Carryover: Provision in major medical plans to avoid two deductibles applied to covered medical expenses when expenses are incurred toward the end of one calendar year and sickness or injury continues into the next year.
Catastrophic Coverage: A health plan with limited benefits, a high deductible, and a generally lower premium. Available to persons under 30, it provides coverage for unforeseen and expensive illness or injuries.
Centers of Excellence: A network of healthcare facilities selected for specific services based on criteria such as experience, outcomes, efficiency, and effectiveness. For example, an organ transplant managed care program, wherein member's access selected types of benefits through a specific network of medical centers.
Certificate of Insurance (COI): The legal document describing the coverage a member receives from the insurance company.
CHIP: The Children's Health Insurance Program (CHIP) provides funds to states for health insurance to low-income families with children. It is administered by the U.S. Department of Health and Human Services.
Clinically Integrated Network (CIN): A defined network of doctors and facilities who deliver services focused on quality, performance, efficiency, and value to the patient.

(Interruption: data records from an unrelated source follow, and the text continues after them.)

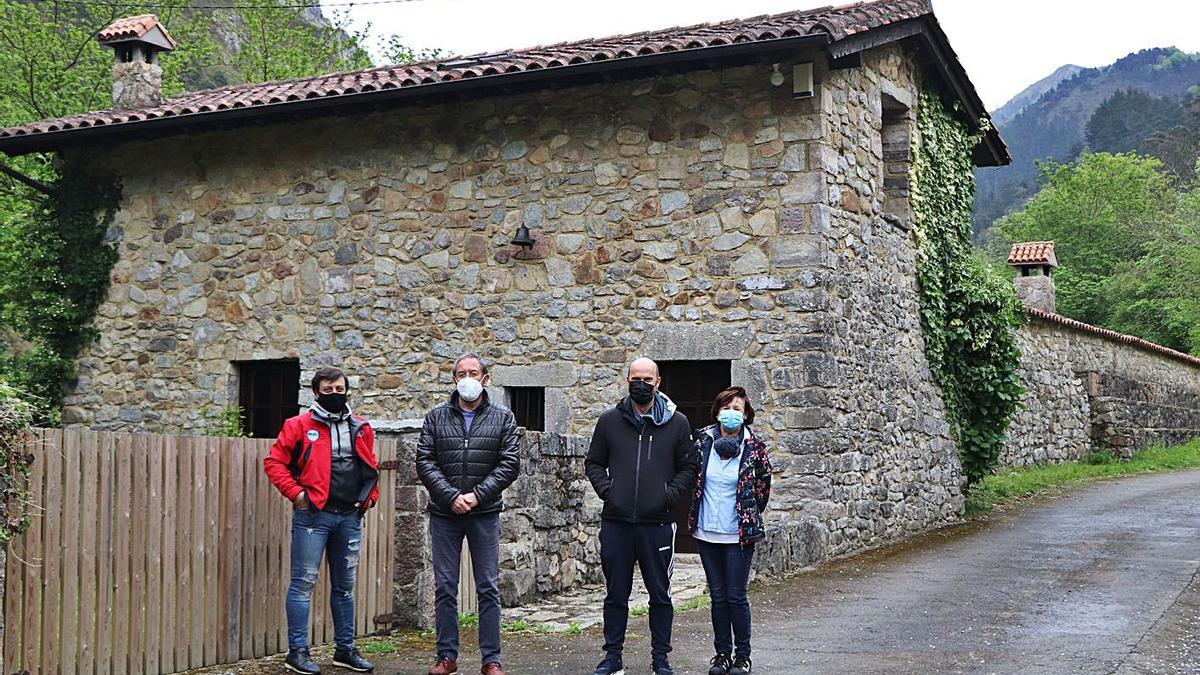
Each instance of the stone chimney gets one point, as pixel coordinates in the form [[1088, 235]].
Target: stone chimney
[[137, 76], [1035, 262]]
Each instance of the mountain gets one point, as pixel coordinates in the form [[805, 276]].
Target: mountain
[[1054, 125], [1032, 93]]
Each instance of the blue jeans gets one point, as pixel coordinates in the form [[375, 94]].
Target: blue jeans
[[483, 533], [727, 569], [337, 536]]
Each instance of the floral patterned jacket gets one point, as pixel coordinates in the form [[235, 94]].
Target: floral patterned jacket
[[754, 484]]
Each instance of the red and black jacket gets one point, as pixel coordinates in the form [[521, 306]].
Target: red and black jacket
[[301, 458]]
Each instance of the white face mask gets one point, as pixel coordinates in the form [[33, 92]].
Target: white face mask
[[469, 388]]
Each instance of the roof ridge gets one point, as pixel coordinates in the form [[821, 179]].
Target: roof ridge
[[834, 22]]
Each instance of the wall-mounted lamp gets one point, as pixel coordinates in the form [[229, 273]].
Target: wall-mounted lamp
[[522, 238], [777, 76]]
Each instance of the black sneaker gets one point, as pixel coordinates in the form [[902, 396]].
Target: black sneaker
[[299, 661], [720, 664], [610, 665], [352, 659]]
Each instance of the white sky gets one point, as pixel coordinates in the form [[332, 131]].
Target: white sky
[[1005, 45]]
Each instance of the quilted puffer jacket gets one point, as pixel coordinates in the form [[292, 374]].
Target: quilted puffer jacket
[[453, 461]]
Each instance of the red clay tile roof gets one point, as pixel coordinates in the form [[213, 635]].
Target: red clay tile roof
[[832, 23], [1032, 252], [1050, 317], [132, 27]]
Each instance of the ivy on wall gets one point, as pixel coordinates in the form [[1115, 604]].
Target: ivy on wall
[[55, 263], [16, 423], [969, 311]]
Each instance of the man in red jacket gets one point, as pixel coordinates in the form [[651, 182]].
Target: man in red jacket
[[324, 463]]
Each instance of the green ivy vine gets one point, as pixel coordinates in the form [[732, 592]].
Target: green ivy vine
[[969, 311], [55, 266]]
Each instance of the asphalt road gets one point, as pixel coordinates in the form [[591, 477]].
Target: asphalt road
[[1099, 580]]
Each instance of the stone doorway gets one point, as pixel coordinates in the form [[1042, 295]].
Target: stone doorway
[[693, 386]]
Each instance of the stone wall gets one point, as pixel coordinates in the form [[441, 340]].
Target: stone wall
[[693, 216], [550, 531], [1090, 389]]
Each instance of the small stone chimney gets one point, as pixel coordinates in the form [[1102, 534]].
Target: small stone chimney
[[1035, 261], [137, 76]]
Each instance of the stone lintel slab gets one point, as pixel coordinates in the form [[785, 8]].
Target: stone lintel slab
[[666, 341]]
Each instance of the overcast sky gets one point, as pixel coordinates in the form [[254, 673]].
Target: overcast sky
[[1005, 45]]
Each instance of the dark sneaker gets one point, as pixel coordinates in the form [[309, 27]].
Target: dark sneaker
[[299, 661], [352, 659], [610, 665], [720, 664]]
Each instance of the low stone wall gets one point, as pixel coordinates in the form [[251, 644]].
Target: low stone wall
[[1089, 388], [550, 531]]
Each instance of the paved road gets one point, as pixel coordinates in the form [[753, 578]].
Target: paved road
[[1101, 580]]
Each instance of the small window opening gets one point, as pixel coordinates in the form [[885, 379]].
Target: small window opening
[[269, 393], [528, 405]]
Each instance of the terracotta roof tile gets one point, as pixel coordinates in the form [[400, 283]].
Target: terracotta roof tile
[[1050, 317], [835, 22], [1032, 252], [131, 28]]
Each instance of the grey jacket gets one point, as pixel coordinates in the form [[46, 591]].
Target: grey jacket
[[451, 461]]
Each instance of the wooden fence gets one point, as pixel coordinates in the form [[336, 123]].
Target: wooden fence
[[156, 554]]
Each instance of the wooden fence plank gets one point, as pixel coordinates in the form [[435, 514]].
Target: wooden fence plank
[[249, 543], [199, 527], [138, 545], [53, 542], [34, 556], [89, 509], [153, 645], [105, 625], [213, 551], [262, 545], [69, 599], [168, 661], [123, 514], [231, 548]]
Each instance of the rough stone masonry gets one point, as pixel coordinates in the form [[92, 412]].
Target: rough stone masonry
[[690, 216]]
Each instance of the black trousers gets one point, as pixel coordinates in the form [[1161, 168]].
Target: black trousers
[[652, 547]]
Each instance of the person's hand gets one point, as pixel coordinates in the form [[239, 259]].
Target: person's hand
[[460, 505]]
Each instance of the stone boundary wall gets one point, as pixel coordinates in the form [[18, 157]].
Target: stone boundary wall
[[1090, 389], [550, 531]]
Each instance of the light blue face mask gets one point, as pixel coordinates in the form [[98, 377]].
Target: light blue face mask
[[730, 419]]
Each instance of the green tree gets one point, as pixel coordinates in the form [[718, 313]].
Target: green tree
[[1103, 213], [1155, 297], [1125, 120]]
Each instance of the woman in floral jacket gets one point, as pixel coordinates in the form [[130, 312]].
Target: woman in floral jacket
[[732, 489]]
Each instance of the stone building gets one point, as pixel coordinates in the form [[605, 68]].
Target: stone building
[[730, 199], [1089, 388]]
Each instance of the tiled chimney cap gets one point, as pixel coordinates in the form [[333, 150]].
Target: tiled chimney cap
[[144, 28], [1032, 254]]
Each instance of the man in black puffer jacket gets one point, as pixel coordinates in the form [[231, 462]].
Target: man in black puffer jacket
[[641, 463], [467, 455]]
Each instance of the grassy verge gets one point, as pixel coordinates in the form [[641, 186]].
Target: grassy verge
[[1013, 485]]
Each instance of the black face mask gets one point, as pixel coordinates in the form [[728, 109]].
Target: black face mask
[[726, 447], [641, 392], [333, 402]]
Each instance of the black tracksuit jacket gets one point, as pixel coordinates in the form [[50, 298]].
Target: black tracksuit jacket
[[641, 471]]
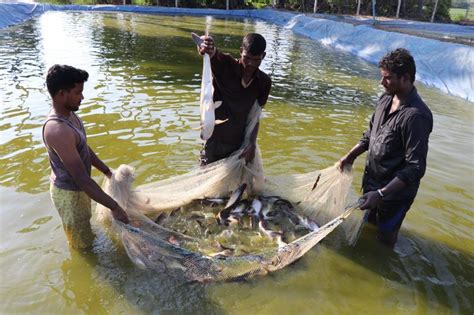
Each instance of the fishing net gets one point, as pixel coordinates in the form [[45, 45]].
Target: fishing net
[[198, 252]]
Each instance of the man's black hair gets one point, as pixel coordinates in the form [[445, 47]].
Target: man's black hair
[[63, 77], [254, 43], [399, 61]]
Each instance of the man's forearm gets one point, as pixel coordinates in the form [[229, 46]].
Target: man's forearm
[[394, 185]]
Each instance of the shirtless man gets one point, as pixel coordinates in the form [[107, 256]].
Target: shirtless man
[[64, 136]]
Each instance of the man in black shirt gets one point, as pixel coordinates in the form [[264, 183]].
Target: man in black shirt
[[397, 145], [238, 83]]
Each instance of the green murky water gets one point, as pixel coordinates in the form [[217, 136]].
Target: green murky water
[[141, 107]]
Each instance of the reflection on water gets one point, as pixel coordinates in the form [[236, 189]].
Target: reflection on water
[[141, 108]]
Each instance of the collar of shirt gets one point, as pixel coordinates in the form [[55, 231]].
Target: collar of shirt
[[240, 69]]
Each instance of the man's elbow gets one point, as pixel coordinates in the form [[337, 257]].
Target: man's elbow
[[82, 180]]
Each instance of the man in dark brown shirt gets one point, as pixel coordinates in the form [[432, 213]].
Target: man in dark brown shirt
[[397, 145], [238, 83]]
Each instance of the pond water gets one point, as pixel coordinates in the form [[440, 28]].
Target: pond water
[[141, 108]]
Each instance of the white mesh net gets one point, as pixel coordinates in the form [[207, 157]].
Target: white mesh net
[[319, 196]]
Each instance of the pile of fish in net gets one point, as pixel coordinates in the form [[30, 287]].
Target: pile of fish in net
[[235, 226], [184, 233]]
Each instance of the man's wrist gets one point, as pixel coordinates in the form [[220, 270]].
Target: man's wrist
[[381, 193]]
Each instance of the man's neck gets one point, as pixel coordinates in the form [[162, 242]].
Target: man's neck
[[400, 97], [403, 94]]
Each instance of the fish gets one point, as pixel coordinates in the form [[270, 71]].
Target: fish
[[233, 203], [147, 248], [206, 100], [236, 196]]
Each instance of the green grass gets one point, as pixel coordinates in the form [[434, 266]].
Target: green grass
[[457, 15]]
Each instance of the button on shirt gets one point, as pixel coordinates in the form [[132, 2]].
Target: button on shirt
[[236, 99], [397, 145]]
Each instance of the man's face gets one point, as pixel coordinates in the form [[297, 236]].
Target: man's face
[[73, 97], [249, 61], [390, 81], [393, 83]]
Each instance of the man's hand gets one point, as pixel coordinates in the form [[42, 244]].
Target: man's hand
[[371, 200], [120, 214], [345, 160], [207, 47], [108, 173], [248, 153]]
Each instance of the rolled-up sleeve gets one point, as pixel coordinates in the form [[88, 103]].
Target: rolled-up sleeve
[[415, 135]]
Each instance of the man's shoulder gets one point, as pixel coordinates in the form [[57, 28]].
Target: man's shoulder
[[56, 128], [265, 78]]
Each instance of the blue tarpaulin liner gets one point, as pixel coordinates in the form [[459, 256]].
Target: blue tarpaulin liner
[[444, 65]]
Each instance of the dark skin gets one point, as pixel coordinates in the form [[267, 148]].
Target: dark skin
[[250, 64], [63, 140], [400, 87]]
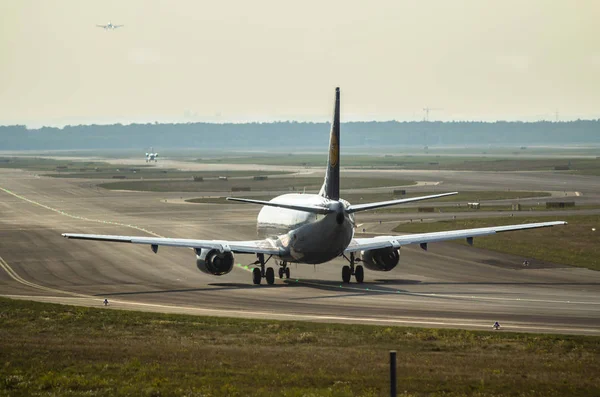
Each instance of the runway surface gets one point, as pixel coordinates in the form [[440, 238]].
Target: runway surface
[[448, 286]]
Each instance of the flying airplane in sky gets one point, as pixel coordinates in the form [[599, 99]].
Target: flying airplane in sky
[[151, 156], [110, 26], [312, 229]]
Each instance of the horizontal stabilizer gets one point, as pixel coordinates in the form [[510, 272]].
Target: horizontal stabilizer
[[371, 206], [305, 208]]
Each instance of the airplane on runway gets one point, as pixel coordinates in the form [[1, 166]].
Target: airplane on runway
[[110, 26], [312, 229], [151, 156]]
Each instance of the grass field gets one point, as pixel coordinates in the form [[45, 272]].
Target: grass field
[[586, 166], [52, 350], [574, 244], [357, 198], [297, 184]]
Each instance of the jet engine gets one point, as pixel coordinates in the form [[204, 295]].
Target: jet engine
[[382, 260], [214, 262]]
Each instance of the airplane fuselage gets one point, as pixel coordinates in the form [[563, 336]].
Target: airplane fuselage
[[307, 237]]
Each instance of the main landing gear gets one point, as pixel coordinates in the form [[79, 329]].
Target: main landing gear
[[284, 270], [348, 271], [258, 273]]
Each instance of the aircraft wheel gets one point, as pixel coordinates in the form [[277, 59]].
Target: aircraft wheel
[[256, 276], [346, 274], [359, 274], [270, 276]]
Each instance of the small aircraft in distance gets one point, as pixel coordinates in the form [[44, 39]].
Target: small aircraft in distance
[[151, 156], [313, 229], [110, 26]]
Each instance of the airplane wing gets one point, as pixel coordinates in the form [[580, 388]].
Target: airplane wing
[[371, 243], [307, 208], [371, 206], [268, 247]]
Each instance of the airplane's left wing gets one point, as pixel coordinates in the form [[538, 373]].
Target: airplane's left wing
[[268, 247], [372, 243]]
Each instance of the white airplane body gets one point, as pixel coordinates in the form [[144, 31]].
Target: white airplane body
[[151, 156], [312, 229], [110, 26]]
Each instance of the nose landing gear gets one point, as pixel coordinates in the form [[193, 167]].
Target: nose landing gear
[[348, 271], [284, 270]]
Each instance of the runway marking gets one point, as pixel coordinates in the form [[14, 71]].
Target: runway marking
[[434, 295], [15, 276], [19, 279], [82, 218], [427, 321]]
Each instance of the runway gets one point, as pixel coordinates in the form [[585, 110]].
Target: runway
[[448, 286]]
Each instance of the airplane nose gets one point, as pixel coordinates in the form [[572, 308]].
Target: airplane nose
[[338, 207]]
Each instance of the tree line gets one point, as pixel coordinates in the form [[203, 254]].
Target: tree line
[[297, 135]]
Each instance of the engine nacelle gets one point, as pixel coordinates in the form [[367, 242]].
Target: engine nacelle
[[214, 262], [381, 260]]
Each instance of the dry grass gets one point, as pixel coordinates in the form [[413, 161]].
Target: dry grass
[[51, 349]]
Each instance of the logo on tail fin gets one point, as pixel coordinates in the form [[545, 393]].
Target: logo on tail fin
[[334, 152]]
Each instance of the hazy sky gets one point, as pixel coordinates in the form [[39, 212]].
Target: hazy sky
[[277, 60]]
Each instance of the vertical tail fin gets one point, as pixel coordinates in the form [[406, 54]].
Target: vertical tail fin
[[331, 185]]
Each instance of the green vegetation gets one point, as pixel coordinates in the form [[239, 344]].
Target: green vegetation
[[586, 166], [575, 244], [358, 198], [297, 184], [50, 349]]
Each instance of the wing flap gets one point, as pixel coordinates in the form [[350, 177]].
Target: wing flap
[[371, 206], [268, 247], [306, 208], [371, 243]]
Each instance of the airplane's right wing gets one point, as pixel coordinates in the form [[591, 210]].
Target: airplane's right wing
[[268, 247], [372, 243], [381, 204]]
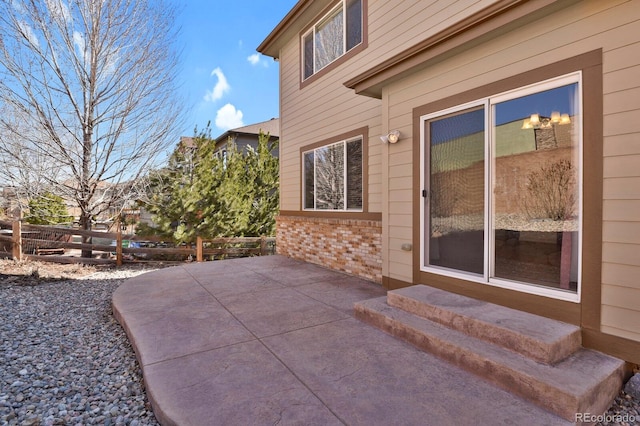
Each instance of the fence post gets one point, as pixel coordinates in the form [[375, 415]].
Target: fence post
[[199, 249], [119, 246], [17, 240]]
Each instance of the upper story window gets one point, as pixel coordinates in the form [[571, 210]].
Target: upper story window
[[335, 34]]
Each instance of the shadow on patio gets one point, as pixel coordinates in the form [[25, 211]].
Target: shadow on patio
[[271, 340]]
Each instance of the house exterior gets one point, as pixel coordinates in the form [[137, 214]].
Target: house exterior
[[485, 147]]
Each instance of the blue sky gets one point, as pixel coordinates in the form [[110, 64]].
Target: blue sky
[[225, 81]]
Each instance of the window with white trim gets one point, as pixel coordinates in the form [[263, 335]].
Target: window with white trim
[[335, 34], [332, 176]]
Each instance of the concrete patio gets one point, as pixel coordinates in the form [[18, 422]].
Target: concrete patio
[[271, 340]]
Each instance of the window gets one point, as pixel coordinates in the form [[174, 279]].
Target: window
[[502, 179], [332, 176], [335, 34]]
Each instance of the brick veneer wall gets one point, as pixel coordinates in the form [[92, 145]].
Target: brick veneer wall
[[348, 245]]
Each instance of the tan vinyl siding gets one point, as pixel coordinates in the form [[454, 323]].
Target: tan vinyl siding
[[613, 26]]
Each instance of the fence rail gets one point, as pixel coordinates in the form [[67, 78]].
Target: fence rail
[[64, 245]]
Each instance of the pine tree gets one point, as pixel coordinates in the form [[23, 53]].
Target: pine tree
[[48, 209]]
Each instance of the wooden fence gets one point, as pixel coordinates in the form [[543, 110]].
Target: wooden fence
[[65, 245]]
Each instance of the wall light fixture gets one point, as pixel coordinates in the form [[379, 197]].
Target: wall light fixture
[[391, 137]]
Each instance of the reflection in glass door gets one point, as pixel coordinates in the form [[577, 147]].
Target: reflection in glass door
[[456, 191], [535, 188]]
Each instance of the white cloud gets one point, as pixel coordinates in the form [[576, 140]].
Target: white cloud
[[228, 117], [81, 45], [28, 32], [221, 87], [59, 10]]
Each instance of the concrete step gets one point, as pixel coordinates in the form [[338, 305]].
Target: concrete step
[[541, 339], [584, 382]]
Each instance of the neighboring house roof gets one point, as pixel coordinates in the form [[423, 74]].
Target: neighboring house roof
[[271, 127]]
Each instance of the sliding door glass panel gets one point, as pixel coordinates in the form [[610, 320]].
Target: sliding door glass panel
[[455, 182], [535, 204]]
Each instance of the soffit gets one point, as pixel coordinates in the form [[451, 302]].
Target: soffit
[[291, 25]]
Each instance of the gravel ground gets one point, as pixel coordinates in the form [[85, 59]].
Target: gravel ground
[[66, 361]]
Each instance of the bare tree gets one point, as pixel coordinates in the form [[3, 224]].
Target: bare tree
[[88, 94]]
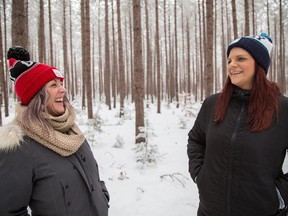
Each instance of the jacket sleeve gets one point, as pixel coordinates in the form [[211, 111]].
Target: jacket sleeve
[[197, 143], [282, 185], [15, 183]]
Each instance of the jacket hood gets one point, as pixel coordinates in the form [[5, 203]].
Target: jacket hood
[[11, 136]]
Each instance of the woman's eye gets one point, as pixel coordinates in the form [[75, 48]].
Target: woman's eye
[[241, 59]]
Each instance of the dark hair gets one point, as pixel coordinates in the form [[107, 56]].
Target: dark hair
[[263, 101]]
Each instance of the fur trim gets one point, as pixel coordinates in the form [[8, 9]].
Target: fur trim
[[11, 136]]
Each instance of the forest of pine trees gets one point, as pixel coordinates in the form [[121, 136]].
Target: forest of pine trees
[[140, 51]]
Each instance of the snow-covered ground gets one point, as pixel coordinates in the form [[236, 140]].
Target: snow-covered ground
[[164, 188]]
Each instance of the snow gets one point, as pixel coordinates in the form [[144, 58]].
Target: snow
[[164, 188]]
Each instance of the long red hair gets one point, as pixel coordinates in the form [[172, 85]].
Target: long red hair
[[263, 101]]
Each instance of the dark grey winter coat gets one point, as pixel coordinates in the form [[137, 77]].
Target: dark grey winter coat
[[51, 185], [238, 171]]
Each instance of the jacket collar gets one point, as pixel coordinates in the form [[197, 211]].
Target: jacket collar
[[11, 137]]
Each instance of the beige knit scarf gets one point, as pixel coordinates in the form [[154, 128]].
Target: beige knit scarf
[[65, 139]]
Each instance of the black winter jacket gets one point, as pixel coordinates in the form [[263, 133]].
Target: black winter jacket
[[51, 185], [238, 171]]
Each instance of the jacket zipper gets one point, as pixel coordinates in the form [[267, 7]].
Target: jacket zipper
[[230, 159]]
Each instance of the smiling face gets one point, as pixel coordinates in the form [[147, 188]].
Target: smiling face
[[241, 68], [56, 93]]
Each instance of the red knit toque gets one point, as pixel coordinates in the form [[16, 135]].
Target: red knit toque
[[30, 77]]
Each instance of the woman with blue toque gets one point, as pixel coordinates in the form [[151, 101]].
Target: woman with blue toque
[[238, 143]]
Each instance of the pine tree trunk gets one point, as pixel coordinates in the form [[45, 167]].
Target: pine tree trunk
[[138, 70]]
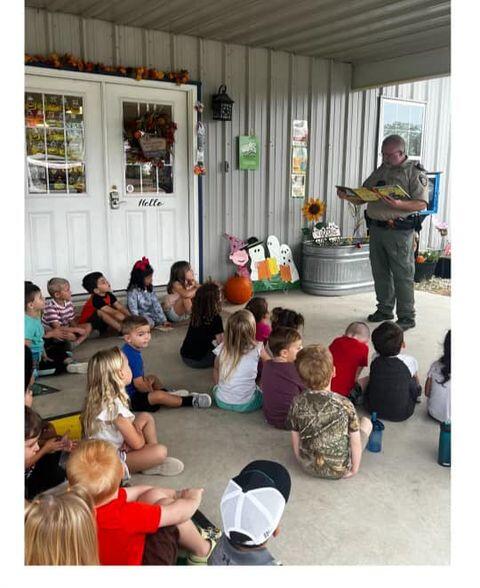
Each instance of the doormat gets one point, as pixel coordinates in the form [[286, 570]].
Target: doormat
[[41, 389]]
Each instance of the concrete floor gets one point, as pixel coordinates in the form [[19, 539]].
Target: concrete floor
[[395, 511]]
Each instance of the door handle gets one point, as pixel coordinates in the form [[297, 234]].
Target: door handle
[[114, 198]]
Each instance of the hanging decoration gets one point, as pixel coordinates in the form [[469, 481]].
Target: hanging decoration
[[199, 169], [68, 61], [150, 138]]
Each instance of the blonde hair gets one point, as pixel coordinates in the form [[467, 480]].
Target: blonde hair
[[104, 385], [315, 366], [60, 530], [238, 339], [55, 285], [96, 466]]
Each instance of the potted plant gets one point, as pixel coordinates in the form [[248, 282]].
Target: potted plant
[[333, 265], [425, 264]]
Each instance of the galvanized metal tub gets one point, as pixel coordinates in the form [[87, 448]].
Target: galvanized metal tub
[[335, 271]]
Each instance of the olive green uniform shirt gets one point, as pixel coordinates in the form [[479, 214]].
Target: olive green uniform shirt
[[410, 175]]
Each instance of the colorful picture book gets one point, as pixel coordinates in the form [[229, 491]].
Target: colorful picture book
[[374, 194]]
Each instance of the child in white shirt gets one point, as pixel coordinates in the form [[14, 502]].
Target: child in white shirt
[[236, 364], [437, 385]]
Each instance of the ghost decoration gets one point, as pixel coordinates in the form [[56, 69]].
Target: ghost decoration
[[257, 257], [288, 269], [240, 259], [274, 255]]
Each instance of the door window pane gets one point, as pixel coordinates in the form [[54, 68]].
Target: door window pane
[[148, 130], [55, 143]]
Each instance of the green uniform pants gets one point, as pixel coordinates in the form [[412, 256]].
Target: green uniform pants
[[393, 267]]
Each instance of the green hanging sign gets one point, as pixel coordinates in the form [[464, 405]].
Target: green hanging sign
[[248, 152]]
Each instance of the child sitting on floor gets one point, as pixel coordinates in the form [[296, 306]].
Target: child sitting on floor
[[205, 330], [259, 308], [350, 356], [327, 437], [102, 310], [42, 463], [280, 381], [147, 392], [437, 385], [60, 530], [393, 386], [236, 365], [252, 507], [51, 357], [286, 317], [29, 379], [138, 525], [141, 297], [59, 312], [181, 290], [106, 415]]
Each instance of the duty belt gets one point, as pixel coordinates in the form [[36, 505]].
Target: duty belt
[[397, 224]]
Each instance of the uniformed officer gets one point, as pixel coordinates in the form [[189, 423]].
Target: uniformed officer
[[391, 225]]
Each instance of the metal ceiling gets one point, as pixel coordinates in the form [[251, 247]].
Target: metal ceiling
[[353, 31]]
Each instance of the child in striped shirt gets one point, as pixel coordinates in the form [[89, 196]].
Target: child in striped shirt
[[59, 312]]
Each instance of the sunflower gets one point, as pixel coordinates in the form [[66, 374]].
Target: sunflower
[[313, 209]]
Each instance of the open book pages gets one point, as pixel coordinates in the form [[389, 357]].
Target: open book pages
[[372, 194]]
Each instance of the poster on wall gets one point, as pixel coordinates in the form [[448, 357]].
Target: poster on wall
[[300, 132], [299, 158], [248, 152], [298, 185]]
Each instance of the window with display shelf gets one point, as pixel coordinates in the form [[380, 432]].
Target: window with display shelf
[[55, 143], [405, 118]]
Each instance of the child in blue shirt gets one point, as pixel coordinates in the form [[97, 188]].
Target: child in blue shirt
[[51, 358], [147, 393]]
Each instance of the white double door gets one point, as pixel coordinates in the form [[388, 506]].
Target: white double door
[[73, 224]]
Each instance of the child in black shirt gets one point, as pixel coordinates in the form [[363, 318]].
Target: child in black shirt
[[206, 328]]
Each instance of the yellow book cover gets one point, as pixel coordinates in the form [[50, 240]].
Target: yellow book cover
[[372, 195]]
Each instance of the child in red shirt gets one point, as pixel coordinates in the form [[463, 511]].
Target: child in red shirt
[[350, 356], [102, 310], [139, 525]]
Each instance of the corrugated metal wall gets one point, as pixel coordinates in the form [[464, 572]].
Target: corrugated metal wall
[[270, 88]]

The common goals of the CIN are to enhance the patient experience of care (including quality, access, and reliability); improve the health of the members; and control costs.
COBRA: Consolidated Omnibus Budget Reconciliation Act of 1985. COBRA permits eligible employees and beneficiaries to continue their health coverage for a period of time after it would normally terminate. The continuation of coverage requires the individual to pay a premium. COBRA applies to groups of 20 or more people.
Coinsurance: Form of cost sharing between the member and the insurance company. An insured individual pays a percentage of the cost of covered medical services, and the insurance company pays a percentage.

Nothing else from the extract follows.